Questo nella querela non c’è scritto. Se è così vinceremo più facilmente la causa, ammesso che il Gip decida di mandarla avanti. Quanto al sessismo e alla misoginia, lascerei perdere, invitando a leggere meglio l’articolo incriminato… Cara Bonella il tuo carissimo amico mi sa che ci ha capito poco o niente…
‘La misura è scattata lunedì scorso e a detta della sindaca, bionda e un po’ vamp”…
“bionda e un po’ vamp”. Dov’è il problema? Mica è un’accusa o un’offesa.

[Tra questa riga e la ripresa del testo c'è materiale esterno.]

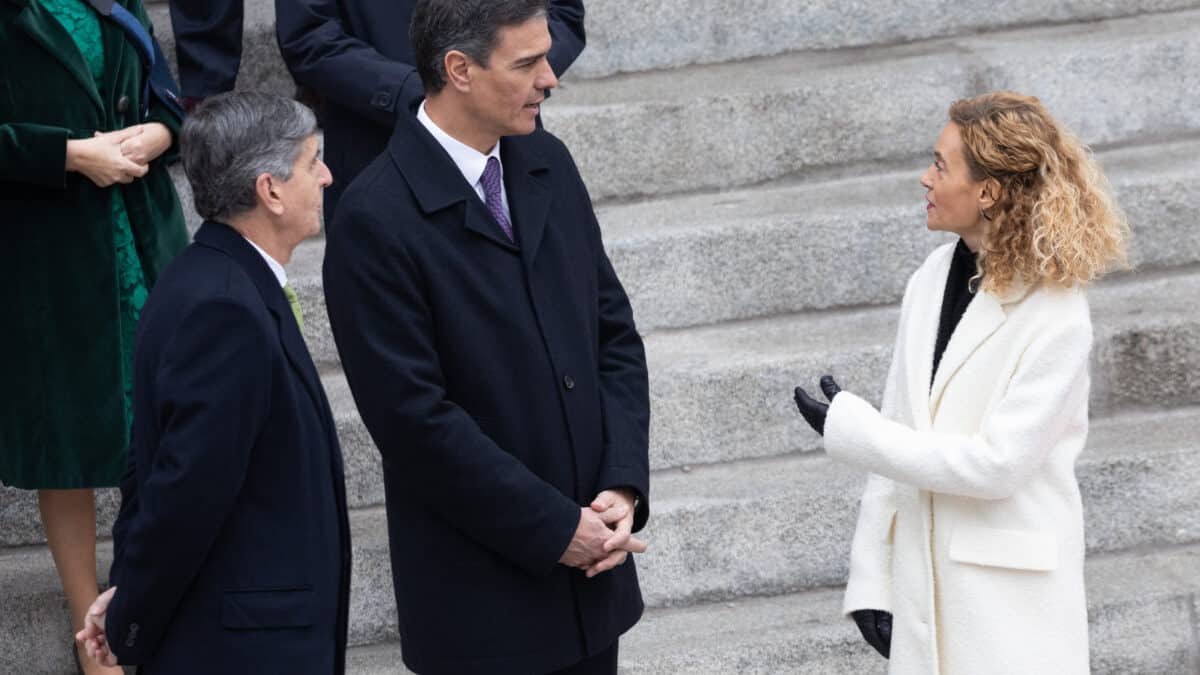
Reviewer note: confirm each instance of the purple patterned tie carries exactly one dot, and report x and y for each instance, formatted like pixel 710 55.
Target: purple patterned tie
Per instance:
pixel 491 180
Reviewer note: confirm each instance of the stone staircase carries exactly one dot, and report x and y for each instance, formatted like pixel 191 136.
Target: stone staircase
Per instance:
pixel 755 175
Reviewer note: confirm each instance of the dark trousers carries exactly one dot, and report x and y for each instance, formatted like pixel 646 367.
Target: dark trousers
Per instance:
pixel 604 663
pixel 208 45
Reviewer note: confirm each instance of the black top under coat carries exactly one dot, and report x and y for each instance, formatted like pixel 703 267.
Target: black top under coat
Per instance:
pixel 955 298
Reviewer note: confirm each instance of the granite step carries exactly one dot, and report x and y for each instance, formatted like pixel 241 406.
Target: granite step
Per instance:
pixel 726 532
pixel 733 124
pixel 729 125
pixel 642 35
pixel 708 258
pixel 725 392
pixel 1143 610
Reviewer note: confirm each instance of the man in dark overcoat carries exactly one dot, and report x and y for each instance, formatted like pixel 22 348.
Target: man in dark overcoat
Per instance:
pixel 492 353
pixel 357 58
pixel 231 553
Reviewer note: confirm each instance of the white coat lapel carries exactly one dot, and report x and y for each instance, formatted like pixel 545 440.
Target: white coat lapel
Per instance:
pixel 919 336
pixel 984 315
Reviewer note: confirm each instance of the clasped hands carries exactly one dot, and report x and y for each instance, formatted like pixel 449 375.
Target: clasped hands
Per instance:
pixel 118 156
pixel 603 538
pixel 93 635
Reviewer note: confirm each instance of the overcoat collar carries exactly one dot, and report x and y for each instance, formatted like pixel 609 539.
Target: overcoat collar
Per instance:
pixel 228 240
pixel 437 184
pixel 47 31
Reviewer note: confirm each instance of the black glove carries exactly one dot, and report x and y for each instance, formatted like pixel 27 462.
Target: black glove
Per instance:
pixel 875 625
pixel 813 410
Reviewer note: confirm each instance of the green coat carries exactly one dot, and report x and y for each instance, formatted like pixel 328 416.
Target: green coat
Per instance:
pixel 61 402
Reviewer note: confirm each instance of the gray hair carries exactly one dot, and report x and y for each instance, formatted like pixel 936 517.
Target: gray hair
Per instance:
pixel 233 138
pixel 471 27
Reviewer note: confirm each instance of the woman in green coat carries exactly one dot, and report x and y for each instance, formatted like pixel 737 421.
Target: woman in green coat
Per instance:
pixel 88 219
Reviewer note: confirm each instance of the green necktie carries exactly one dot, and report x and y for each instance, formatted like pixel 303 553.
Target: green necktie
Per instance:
pixel 294 300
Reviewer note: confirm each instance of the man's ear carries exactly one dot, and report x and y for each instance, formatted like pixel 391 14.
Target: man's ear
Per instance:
pixel 459 70
pixel 989 193
pixel 267 187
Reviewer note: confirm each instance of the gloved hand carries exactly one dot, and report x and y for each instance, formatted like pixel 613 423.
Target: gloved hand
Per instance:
pixel 875 625
pixel 813 410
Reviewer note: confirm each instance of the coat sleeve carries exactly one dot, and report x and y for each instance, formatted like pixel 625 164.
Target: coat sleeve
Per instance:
pixel 322 55
pixel 869 585
pixel 1035 414
pixel 34 154
pixel 214 395
pixel 624 382
pixel 384 329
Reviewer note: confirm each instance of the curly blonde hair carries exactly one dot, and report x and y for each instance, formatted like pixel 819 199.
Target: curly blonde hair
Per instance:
pixel 1055 219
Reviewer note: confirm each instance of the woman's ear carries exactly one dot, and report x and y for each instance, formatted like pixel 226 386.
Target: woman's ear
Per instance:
pixel 989 193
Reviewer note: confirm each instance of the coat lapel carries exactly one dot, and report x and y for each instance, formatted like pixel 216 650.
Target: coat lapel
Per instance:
pixel 437 184
pixel 921 338
pixel 47 31
pixel 528 195
pixel 227 239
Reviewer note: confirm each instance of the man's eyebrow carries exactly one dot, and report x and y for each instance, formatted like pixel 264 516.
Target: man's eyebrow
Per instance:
pixel 531 59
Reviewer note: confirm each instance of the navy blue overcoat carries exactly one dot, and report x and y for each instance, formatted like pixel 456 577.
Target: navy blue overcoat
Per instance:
pixel 232 547
pixel 504 386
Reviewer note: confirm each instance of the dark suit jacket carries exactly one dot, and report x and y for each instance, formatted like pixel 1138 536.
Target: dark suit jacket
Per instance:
pixel 355 55
pixel 504 386
pixel 232 547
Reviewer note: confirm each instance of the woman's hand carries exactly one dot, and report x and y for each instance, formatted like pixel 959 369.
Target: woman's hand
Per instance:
pixel 148 145
pixel 875 625
pixel 101 160
pixel 813 410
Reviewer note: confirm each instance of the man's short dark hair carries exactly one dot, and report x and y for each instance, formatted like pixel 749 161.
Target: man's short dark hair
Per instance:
pixel 471 27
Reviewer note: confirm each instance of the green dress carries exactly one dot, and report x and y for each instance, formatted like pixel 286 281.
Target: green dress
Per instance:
pixel 83 23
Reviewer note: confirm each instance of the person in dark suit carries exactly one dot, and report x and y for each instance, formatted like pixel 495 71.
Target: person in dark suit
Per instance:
pixel 357 58
pixel 492 353
pixel 208 46
pixel 232 547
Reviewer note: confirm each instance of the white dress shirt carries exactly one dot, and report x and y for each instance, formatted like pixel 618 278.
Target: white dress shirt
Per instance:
pixel 276 268
pixel 471 162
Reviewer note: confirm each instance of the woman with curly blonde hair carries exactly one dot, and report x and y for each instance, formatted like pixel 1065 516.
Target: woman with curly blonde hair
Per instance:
pixel 969 551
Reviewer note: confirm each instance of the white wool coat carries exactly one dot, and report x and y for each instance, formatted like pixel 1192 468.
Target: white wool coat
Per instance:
pixel 971 527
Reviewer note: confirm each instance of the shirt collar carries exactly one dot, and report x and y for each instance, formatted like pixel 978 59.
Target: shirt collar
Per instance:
pixel 471 162
pixel 281 275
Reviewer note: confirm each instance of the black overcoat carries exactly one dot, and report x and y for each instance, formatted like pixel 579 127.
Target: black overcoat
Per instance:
pixel 504 386
pixel 232 547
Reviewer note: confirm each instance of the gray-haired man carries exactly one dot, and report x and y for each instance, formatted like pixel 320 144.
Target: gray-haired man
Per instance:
pixel 232 547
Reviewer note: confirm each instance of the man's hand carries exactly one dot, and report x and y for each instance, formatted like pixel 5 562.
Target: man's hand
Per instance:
pixel 591 535
pixel 622 542
pixel 93 635
pixel 148 145
pixel 101 160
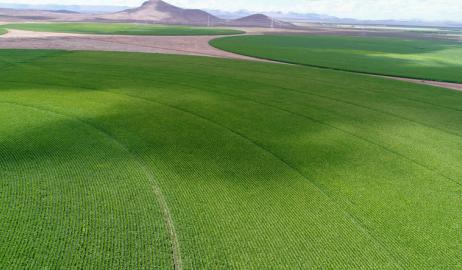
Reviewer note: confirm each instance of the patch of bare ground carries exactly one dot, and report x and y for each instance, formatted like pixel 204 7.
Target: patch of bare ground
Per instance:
pixel 188 45
pixel 183 45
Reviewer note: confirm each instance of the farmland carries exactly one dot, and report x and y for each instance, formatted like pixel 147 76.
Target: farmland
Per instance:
pixel 420 59
pixel 142 161
pixel 122 29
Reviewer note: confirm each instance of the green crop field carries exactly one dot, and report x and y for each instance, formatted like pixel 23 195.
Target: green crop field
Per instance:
pixel 139 161
pixel 122 29
pixel 421 59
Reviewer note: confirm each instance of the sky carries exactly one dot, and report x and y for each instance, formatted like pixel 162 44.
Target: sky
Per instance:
pixel 429 10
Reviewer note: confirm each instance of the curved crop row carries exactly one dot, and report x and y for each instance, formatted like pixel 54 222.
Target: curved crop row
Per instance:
pixel 436 60
pixel 326 170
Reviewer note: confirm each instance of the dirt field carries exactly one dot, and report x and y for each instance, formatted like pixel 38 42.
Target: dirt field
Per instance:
pixel 191 45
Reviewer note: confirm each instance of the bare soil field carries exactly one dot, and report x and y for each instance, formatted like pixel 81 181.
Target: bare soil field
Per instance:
pixel 191 45
pixel 183 45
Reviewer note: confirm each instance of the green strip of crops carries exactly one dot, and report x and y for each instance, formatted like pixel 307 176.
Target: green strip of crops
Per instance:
pixel 122 29
pixel 420 59
pixel 139 161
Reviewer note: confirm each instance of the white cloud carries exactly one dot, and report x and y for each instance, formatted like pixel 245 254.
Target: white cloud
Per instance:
pixel 361 9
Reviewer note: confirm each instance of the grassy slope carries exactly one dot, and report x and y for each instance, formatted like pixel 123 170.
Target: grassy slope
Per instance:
pixel 422 59
pixel 325 170
pixel 122 29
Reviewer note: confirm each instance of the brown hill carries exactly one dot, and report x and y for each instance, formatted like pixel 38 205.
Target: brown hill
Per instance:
pixel 157 11
pixel 260 20
pixel 152 11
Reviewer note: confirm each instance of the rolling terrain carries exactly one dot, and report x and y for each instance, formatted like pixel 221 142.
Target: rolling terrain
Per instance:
pixel 129 160
pixel 151 12
pixel 121 29
pixel 437 60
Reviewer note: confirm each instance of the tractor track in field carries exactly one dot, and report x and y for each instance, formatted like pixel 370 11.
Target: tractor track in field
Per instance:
pixel 182 45
pixel 168 219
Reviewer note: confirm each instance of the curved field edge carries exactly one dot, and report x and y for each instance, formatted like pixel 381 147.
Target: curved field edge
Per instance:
pixel 122 29
pixel 363 55
pixel 326 170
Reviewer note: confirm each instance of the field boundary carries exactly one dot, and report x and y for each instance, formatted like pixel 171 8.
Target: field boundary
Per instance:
pixel 419 80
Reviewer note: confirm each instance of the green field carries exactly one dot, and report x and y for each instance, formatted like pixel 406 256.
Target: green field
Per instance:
pixel 420 59
pixel 139 161
pixel 122 29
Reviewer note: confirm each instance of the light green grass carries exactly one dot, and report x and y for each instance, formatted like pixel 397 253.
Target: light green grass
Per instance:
pixel 120 160
pixel 122 29
pixel 421 59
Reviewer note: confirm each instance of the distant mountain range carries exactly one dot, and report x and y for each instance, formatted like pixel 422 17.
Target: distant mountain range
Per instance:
pixel 152 11
pixel 161 12
pixel 59 7
pixel 321 18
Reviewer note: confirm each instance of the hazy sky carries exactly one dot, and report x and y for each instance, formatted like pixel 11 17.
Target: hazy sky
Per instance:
pixel 361 9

Non conoscendo la persona, mi sono limitato a inquadrare il soggetto sulla base di una foto del suo profilo in cui la sindaca appare “bionda e un po’ vamp”. Stop…Se Bionda e un po’ vamp si può consderare frase diffamatoria allora altro che alla frutta siamo…
Forse si e’ risentita della valutazione personale piu’ che del contenuto politico.
Quella valutazione è una “descrizione”. Corrisponde o meno all’immagine pubblicata? Ma soprattutto può dirsi diffamatoria? Sul look di Maria Elena Boschi quante ne abbiamo lette e sentite di “valutazioni” del genere?
Rivolte ad un sindaco non hanno rilevanza penale…ma che pensava quando ha querelato di essere un magistrato?